Example 6: Decompress Large Stream Data Using “zlib.decompressobj()” Function
The “zlib.decompressobj()” function is used for decompressing large stream data in Python. It decompresses single compressed streams or multiple concatenated streams in a loop. Let’s Understand it via the example code below:
str1 = b'Welcome to Python Guide'
print('Before Compress: ', str1)
compress = zlib.compressobj()
compress1 = compress.compress(str1) + compress.flush()
print('\nAfter Compress: ', compress1)
with open('compressed.dat', 'wb') as f:
f.write(compress1)
str2 = zlib.decompressobj()
with open('compressed.dat', 'rb') as my_file:
decomp = str2.decompress(my_file.read()) + str2.flush()
print('\nDecompressed Data: ', decomp)
In the above code:
- Firstly, we import the “zlib” module and initialize the byte string.

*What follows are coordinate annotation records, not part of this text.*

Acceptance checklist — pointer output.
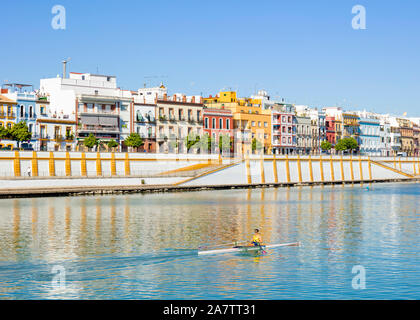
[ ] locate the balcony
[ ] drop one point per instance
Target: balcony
(11, 115)
(93, 128)
(108, 113)
(58, 138)
(141, 119)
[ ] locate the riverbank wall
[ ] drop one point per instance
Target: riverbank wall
(64, 174)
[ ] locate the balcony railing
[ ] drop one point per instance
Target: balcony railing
(104, 112)
(99, 128)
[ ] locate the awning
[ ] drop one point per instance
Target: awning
(108, 121)
(90, 120)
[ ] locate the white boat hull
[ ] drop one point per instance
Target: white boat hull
(241, 249)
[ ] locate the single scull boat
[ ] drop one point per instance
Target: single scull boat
(247, 248)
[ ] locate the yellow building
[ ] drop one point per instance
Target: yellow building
(7, 118)
(248, 115)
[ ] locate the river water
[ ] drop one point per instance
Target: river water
(145, 246)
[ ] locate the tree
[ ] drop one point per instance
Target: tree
(112, 144)
(191, 140)
(4, 133)
(205, 143)
(225, 143)
(256, 145)
(340, 145)
(346, 144)
(20, 132)
(326, 145)
(134, 140)
(351, 144)
(91, 141)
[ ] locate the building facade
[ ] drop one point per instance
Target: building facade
(218, 123)
(143, 123)
(178, 117)
(407, 136)
(303, 135)
(283, 129)
(370, 141)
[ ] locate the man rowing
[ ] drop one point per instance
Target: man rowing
(256, 239)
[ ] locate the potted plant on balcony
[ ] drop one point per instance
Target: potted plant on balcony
(91, 141)
(112, 144)
(20, 132)
(134, 141)
(69, 136)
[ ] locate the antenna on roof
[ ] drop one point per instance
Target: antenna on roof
(65, 67)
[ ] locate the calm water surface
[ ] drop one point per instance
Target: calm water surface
(145, 246)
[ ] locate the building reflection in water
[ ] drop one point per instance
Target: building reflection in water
(60, 228)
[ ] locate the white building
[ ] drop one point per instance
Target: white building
(95, 102)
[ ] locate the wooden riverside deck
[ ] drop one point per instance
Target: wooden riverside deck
(101, 190)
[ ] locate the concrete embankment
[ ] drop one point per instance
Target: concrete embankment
(201, 173)
(127, 189)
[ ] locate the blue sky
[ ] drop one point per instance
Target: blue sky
(303, 51)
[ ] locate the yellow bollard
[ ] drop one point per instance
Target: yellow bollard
(299, 169)
(321, 166)
(16, 163)
(98, 165)
(342, 168)
(113, 165)
(311, 173)
(276, 177)
(34, 164)
(262, 168)
(83, 169)
(248, 170)
(68, 164)
(127, 164)
(52, 164)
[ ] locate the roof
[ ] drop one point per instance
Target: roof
(19, 85)
(6, 100)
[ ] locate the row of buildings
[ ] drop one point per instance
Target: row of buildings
(65, 110)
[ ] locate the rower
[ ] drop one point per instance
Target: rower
(256, 239)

- Next, we create a “compressor object” using the “zlib.compressobj()” function. The compressor object is used for incremental compression of data.
- After that, we compress the given string data using the “compress()” function and add any remaining compressed data using the “flush()” method.

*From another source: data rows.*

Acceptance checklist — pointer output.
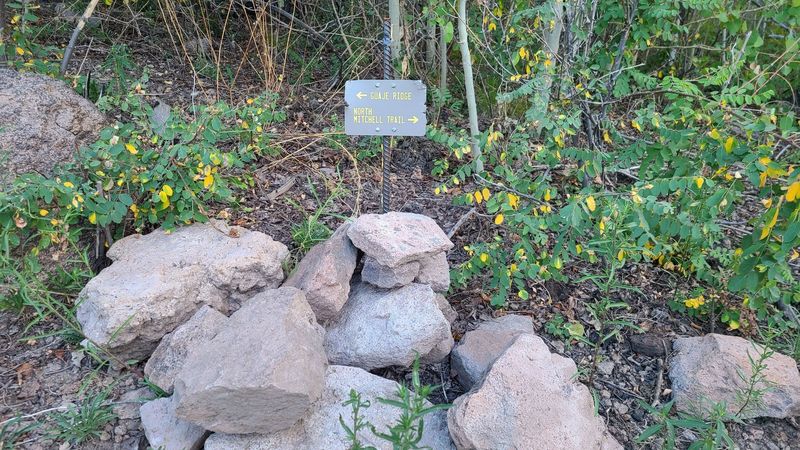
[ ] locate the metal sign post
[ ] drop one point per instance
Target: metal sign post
(385, 108)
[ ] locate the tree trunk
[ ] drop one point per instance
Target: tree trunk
(394, 20)
(552, 40)
(466, 61)
(442, 61)
(87, 13)
(430, 39)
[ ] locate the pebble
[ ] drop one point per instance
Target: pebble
(606, 367)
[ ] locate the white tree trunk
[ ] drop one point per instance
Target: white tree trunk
(466, 61)
(394, 20)
(442, 61)
(552, 40)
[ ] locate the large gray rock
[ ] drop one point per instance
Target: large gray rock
(435, 271)
(159, 280)
(165, 431)
(381, 328)
(529, 400)
(396, 238)
(716, 368)
(478, 349)
(324, 274)
(320, 428)
(261, 372)
(168, 358)
(43, 123)
(387, 277)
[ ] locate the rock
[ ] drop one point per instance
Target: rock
(324, 274)
(168, 358)
(159, 280)
(529, 399)
(396, 238)
(606, 367)
(381, 328)
(43, 123)
(320, 428)
(709, 369)
(127, 407)
(435, 271)
(387, 277)
(447, 310)
(478, 349)
(165, 431)
(261, 372)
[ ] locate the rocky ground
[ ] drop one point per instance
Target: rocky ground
(43, 369)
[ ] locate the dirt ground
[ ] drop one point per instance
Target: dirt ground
(39, 375)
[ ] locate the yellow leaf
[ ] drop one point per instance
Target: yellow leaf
(590, 203)
(729, 144)
(793, 193)
(131, 149)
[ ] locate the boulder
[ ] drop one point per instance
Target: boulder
(529, 399)
(380, 328)
(717, 368)
(324, 274)
(435, 272)
(158, 281)
(165, 431)
(447, 310)
(387, 277)
(43, 123)
(478, 349)
(261, 372)
(320, 428)
(397, 238)
(168, 358)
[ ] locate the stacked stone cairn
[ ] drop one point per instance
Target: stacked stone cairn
(251, 361)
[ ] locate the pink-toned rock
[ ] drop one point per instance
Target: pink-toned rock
(324, 274)
(396, 238)
(435, 272)
(529, 400)
(716, 368)
(387, 277)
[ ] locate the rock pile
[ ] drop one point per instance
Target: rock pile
(268, 367)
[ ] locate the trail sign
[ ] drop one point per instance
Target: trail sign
(385, 108)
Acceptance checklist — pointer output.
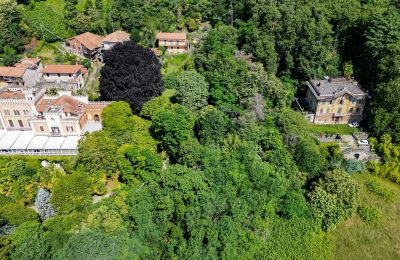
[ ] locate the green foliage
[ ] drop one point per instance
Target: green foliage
(389, 167)
(106, 219)
(139, 165)
(298, 238)
(97, 154)
(11, 33)
(191, 90)
(97, 245)
(377, 189)
(16, 214)
(354, 166)
(9, 56)
(333, 198)
(369, 214)
(213, 125)
(155, 105)
(173, 126)
(46, 21)
(71, 193)
(27, 242)
(189, 152)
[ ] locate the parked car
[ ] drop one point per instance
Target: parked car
(354, 124)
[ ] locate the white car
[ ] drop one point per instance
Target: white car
(353, 124)
(363, 142)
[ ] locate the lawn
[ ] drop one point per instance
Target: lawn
(356, 239)
(333, 129)
(174, 62)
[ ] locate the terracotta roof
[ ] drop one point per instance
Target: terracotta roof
(84, 70)
(89, 40)
(118, 36)
(12, 72)
(12, 95)
(29, 63)
(171, 36)
(156, 51)
(62, 69)
(68, 103)
(31, 60)
(96, 106)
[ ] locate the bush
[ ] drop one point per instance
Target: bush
(369, 214)
(354, 166)
(16, 214)
(374, 187)
(334, 198)
(71, 193)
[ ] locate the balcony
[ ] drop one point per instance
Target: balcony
(338, 115)
(55, 133)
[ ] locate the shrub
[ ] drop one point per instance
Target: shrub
(16, 214)
(374, 187)
(369, 214)
(354, 166)
(334, 198)
(71, 192)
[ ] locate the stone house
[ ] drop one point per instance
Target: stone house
(69, 74)
(335, 101)
(17, 107)
(66, 115)
(84, 44)
(92, 46)
(173, 42)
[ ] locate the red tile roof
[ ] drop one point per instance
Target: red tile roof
(12, 95)
(12, 72)
(62, 69)
(31, 60)
(118, 36)
(171, 36)
(68, 103)
(29, 63)
(89, 40)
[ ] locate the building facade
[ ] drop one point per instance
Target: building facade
(92, 46)
(74, 75)
(84, 44)
(335, 101)
(173, 42)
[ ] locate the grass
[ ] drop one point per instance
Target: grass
(358, 239)
(333, 129)
(174, 62)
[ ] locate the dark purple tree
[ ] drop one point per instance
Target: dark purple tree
(132, 74)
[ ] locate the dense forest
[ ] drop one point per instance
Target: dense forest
(219, 165)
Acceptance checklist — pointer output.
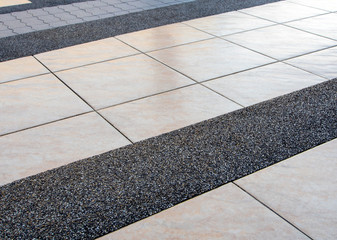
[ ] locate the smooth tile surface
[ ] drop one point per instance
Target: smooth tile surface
(28, 66)
(121, 80)
(224, 213)
(261, 84)
(228, 23)
(322, 25)
(281, 42)
(6, 3)
(39, 149)
(33, 101)
(282, 11)
(164, 36)
(210, 58)
(86, 53)
(328, 5)
(323, 63)
(162, 113)
(302, 189)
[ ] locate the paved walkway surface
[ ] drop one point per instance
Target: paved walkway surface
(68, 104)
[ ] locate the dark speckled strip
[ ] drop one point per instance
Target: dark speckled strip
(94, 196)
(47, 40)
(37, 4)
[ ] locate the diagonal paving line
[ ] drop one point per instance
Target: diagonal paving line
(94, 196)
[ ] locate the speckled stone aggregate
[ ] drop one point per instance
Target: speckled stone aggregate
(94, 196)
(50, 39)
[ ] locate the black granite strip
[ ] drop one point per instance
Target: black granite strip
(35, 4)
(92, 197)
(47, 40)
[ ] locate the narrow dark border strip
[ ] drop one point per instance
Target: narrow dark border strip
(94, 196)
(37, 4)
(37, 42)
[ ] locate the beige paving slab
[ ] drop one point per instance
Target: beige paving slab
(210, 58)
(281, 42)
(328, 5)
(87, 53)
(323, 63)
(302, 189)
(37, 100)
(322, 25)
(20, 68)
(224, 213)
(162, 37)
(263, 83)
(122, 80)
(49, 146)
(7, 3)
(282, 11)
(162, 113)
(228, 23)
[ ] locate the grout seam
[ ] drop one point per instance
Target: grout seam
(84, 100)
(272, 210)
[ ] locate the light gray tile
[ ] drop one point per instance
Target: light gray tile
(85, 53)
(168, 111)
(263, 83)
(210, 59)
(224, 213)
(37, 100)
(282, 11)
(323, 63)
(302, 189)
(322, 25)
(228, 23)
(327, 5)
(281, 42)
(28, 67)
(163, 36)
(121, 80)
(49, 146)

- Next, we store the compressed data in the file named “compressed.dat” using the “open()” and “write()” methods.
- The “zlib.decompressobj()” function creates the “decompressor object” and the same compressed file is opened in “rb” mode.
- Lastly, we decompress the data from the file using the decompressor object and add any remaining decompressed data by applying the “flush()” method.
Output
We have decompressed the large data stream.
Example 7: Writing Compress Data to File
We can also compress data to a file using the “write()” method. In the below code, we first compress the string data and open the file in “wb” mode. After that, we write the byte string data using the “write()” method and close the file.
str1 = b'Welcome to Python Guide'
comp_data = zlib.compress(str1, 2)
file1 = open('new.txt', 'wb')
file1.write(comp_data)
file1.close()
The below snippet verifies that the specified byte has been successfully written to the file:
Conclusion
In Python, the “zlib” library provides various functions such as “compress()”, “decompress()” and others to perform compression and decompression on data. The “zlib.compress()” method takes the string data or file and compresses them using a specified compression level and algorithm. Similarly, we can decompress the compressed data using the “zlib.decompress()” method. We can also employ the “zlib.compressobj()” function for compressing large data streams. This guide gave a thorough overview of the Python “zlib” library using several examples.